Шрифт:
Этот кактус был наш.
Я годами не вспоминал об этом дурацком комнатном растении, а теперь оно дважды за день всплыло в моей голове.
Честно говоря, я не очень люблю растения. Не любил тогда, не люблю и сейчас. Джоэл был скорее шуткой, чем чем-то еще, единственным «питомцем», на которого у нас было время, единственным растением, которое мы могли поддерживать в живом состоянии. И после того как стали жить вместе, он стал первой вещью, которая принадлежала не Кэтрин или мне, а нам.
Меня беспокоит, что он до сих пор у нее, и еще больше беспокоит, что она явно заботится о нем, хотя, по общему признанию, это несложно сделать.
Но ни то, ни другое не беспокоит меня так сильно, как то, что, когда я протянул руку, чтобы провести пальцем по знакомому горшку, у меня возникло почти болезненное воспоминание.
О том времени, когда все было по-другому.
Том времени, когда я сделал предложение, не потому что это было традицией кануна Рождества, не потому что болезненно осознавал, что старею, не потому что пришло время...

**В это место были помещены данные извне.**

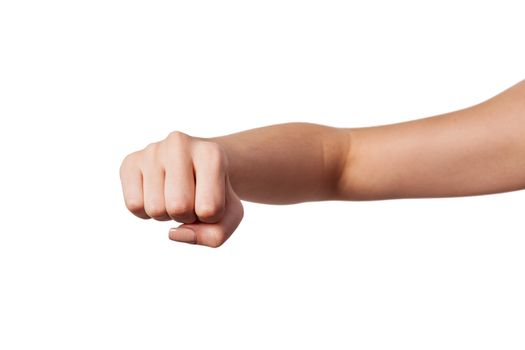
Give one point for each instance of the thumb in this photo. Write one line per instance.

А потому, что не мог даже представить себе ни одного дня, не говоря уже о целой жизни без нее.
Но посмотрите, чем это обернулось...
— Ладно, — говорю я срывающимся голосом, входя в спальню Кэтрин, все еще сосредоточив внимание на переполненных бокалах. — Итак, я не нашел вишни, но это и к лучшему...
Я поднимаю взгляд на...
Спящую Кэтрин.
— Черт! — бормочу я. Бурбон и сладкий вермут проливаются на мои руки и ее мебель, когда я поспешно ставлю бокалы на тумбочку. — Кэтрин. Проснись, черт возьми!
Она не шевелится, и я чувствую, как мое сердце колотится от беспокойства.
— Проснись, дурочка, — говорю я, слегка встряхивая ее за плечо. — Именно поэтому мы и оказались в этой переделке: тебе нельзя спать в течение двенадцати часов после аварии.
Она не двигается, и я сильнее трясу ее за плечо. Кэтрин издает недовольный звук и отталкивает мою руку.
Моя паника ослабевает, хотя раздражение нарастает. Какого черта я снова согласился на это?
Я постукиваю пальцами по ее щеке, и, хотя она издает шипящий звук, но все равно не открывает глаза.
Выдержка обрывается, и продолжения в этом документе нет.